Osmanlı'da idam
cezalarını sarayda infaz etme geleneği ,XV. yüzyıldan 1826 tarihine
kadar devam etmiştir. Siyaseten öldürülmeleri gereken kişiler veya
Dîvân-ı Hümâyun'da yargılanıp da, idama mahkûm olanların infazı, Topkapı
Sarayı'nın birinci kapısı Bâb-ı Hümâyunla ikinci kapısı Bâbusselâm
arasında bulunan "Cellât Çeşmesi/Siyaset Çeşmesi" önünde yapılırdı.

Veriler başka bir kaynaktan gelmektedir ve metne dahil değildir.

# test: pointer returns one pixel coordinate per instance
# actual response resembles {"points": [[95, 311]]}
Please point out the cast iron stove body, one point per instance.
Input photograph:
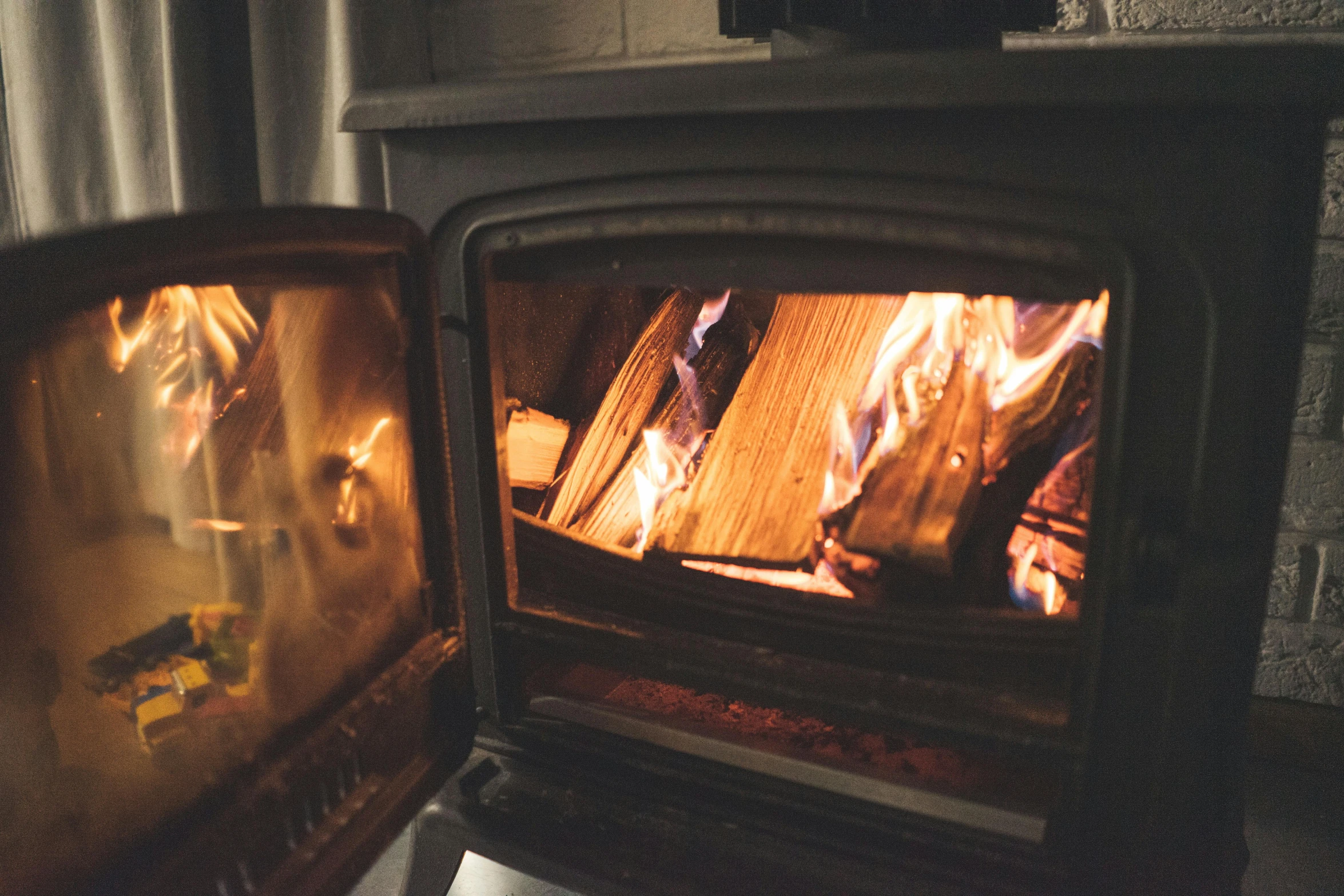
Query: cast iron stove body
{"points": [[1184, 183]]}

Mahkûm Cellât Çeşmesi'nin önüne getirilir ve çeşmenin önündeki taşın
üzerine başı konularak bostancıbaşının nezaretinde, cellâtbaşının kılıç
darbesiyle idam edilirdi. İnfaz gerçekleştikten sonra cellâtlar, kanlı
palalarını veya satırlarını bu çeşmede yıkadıkları için çeşmeye Cellât
Çeşmesi denmişti. Bir rivayete göre siyâsî mahkûmların infazının burada
olması, bir başka rivayete göre de, siyaset ve idam yetkisinin tek bir
kişinin yani padişahın elinde toplanması sebebiyle bu çeşmeye
Siyâset Çeşmesi de denilmektedir. Bir dönem cellâtlara da "meydân-ı siyâset ustası" denilmiştir. Cellât Çeşmesi,
Alman İmparatoru II. Wilhelm'in
İstanbul'u 1892 yılında
ziyareti esnasında saray ve avlu düzenlemesi sebebiyle Sultan II.
Abdülhamid'in emriyle sökülerek Bâb-ı Hümâyun'un içine taşınmış; yerine
başka bir yerden getirilen Hamidiye Çeşmesi monte edilmiştir.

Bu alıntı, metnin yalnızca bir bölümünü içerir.